Dass der Amateurverein durchaus Fussball spielen kann, hat er in seiner 70-jährigen Geschichte längst bewiesen. 21 Landesmeistertitel, davon seit 2015 fünf Titel in Folge sowie der elfmalige Gewinn des Landespokals zeugen vom Erfolg des Vereins, der mit YB-Stürmer Guillaume Hoarau oder dem französischen Nationalspieler Dimitri Payet bekannte Gesichter ausbildete. Nun ist es den «Störchen» gelungen, auch fernab ihrer Heimat Geschichte zu schreiben. Anfang Januar besiegte der Club im französischen Cup Chamois Niort 2:1 und schaffte es damit als erst zweiter Verein überhaupt aus Übersee, den Sechzehntelfinal zu erreichen.

«Das ist historisch»

Beim «Coupe de France» nehmen jedes Jahr über 7000 Teams teil, darunter auch die Meister und Pokalsieger der Übersee-Départements, sprich den ehemaligen Kolonien Frankreichs. Guadeloupe und Martinique zählen dazu, aber auch La Réunion. Und nach dem sensationellen Sieg Saint-Pierres zierten für einmal nicht Pogba, Neymar oder Kylian Mbappé die Titelseite der französischen Sport-Tageszeitung «L'Équipe», sondern die jubelnden Inselspieler und ihre mitgereisten Fans.
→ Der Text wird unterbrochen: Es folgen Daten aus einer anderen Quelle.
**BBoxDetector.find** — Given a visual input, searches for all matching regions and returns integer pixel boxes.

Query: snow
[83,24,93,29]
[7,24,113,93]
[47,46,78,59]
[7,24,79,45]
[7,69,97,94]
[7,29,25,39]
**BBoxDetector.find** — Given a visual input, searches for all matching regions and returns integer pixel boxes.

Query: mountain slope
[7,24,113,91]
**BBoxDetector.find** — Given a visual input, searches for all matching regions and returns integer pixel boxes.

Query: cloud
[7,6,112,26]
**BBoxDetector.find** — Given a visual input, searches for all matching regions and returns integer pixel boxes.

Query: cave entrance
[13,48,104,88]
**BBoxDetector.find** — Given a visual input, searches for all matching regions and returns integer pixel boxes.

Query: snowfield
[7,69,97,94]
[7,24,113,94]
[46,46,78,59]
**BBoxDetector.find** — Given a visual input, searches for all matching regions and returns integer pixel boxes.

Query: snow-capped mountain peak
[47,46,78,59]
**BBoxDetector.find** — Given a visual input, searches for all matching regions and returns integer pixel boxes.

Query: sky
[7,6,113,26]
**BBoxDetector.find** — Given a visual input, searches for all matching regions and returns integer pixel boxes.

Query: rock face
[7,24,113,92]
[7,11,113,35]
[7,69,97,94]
«Das ist historisch, einfach aussergewöhnlich», sagte Yves Etheve, Präsident des Ligasystems von La Réunion, «L'Équipe». «Das geht über den Fussball hinaus. Es ist eine grossartige Werbung für unseren Sport, aber auch für unsere Insel.» Auch Florent Sinama-Pongolle zeigte sich begeistert. Der frühere Stürmer des FC Liverpool begann und beendete seine Karriere in Saint-Pierre, bestritt 2008 gar ein Länderspiel für Frankreich. «Das Grösste, was du im Fussball schaffen kannst, ist, Spuren zu hinterlassen, die auch für zukünftige Generation noch sichtbar sind.»
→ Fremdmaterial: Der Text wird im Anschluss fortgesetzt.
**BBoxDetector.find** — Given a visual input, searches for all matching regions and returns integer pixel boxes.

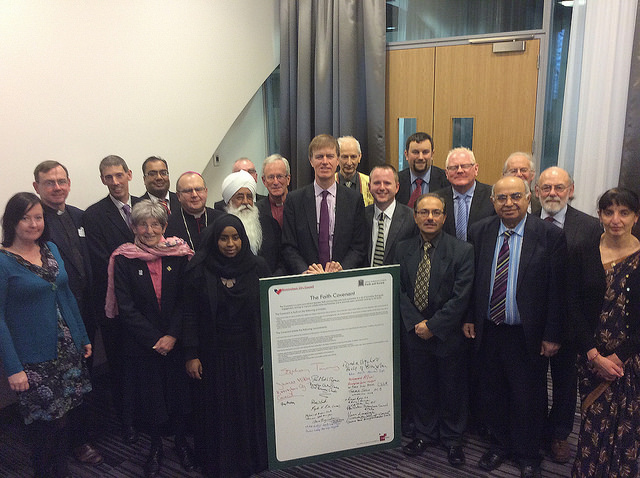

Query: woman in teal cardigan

Anreise eine Woche vor Anpfiff

Am Samstag um 13 Uhr trifft der Club aus der Hafenstadt in der Runde der letzen 32 nun auf den Viertligisten SAS Épinal. Für das Cupspiel mussten die Spieler unter der Woche einen über zehnstündigen Flug überstehen, rund 9000 Kilometer trennen Saint-Pierre und das in den Vogesen gelegene Épinal. Durch die frühe Anreise soll möglicher Jetlag verhindert werden. «Es ist nicht einfach, alle zwei Wochen für ein Spiel eine solche Reise zu unternehmen, aber wir schätzen die Zeit, die wir in Frankreich verbringen dürfen», sagt Mittelfeldspieler Elliot Grandin. «Wir sind zusammen im Hotel, bereiten uns während einer Woche auf das Spiel vor, aber so weit weg ist das nicht immer einfach.»
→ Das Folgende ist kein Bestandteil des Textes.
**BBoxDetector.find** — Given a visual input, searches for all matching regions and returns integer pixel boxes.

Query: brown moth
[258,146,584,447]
Alles andere als einfach ist auch die Anreise der Fans. Nichtsdestotrotz schafften es Hunderte vor wenigen Wochen, den Weg nach Niort auf sich zu nehmen, ja sogar das Stadion in Rauch zu hüllen.

Für das Spiel ihres Lebens werden die Spieler auch in Épinal auf jede Unterstützung angewiesen sein. Elliot Grandin sagte der BBC: «Für die Insel ist das bereits Fussballgeschichte, aber wir werden alles tun, um es auch in die nächste Runde zu schaffen.»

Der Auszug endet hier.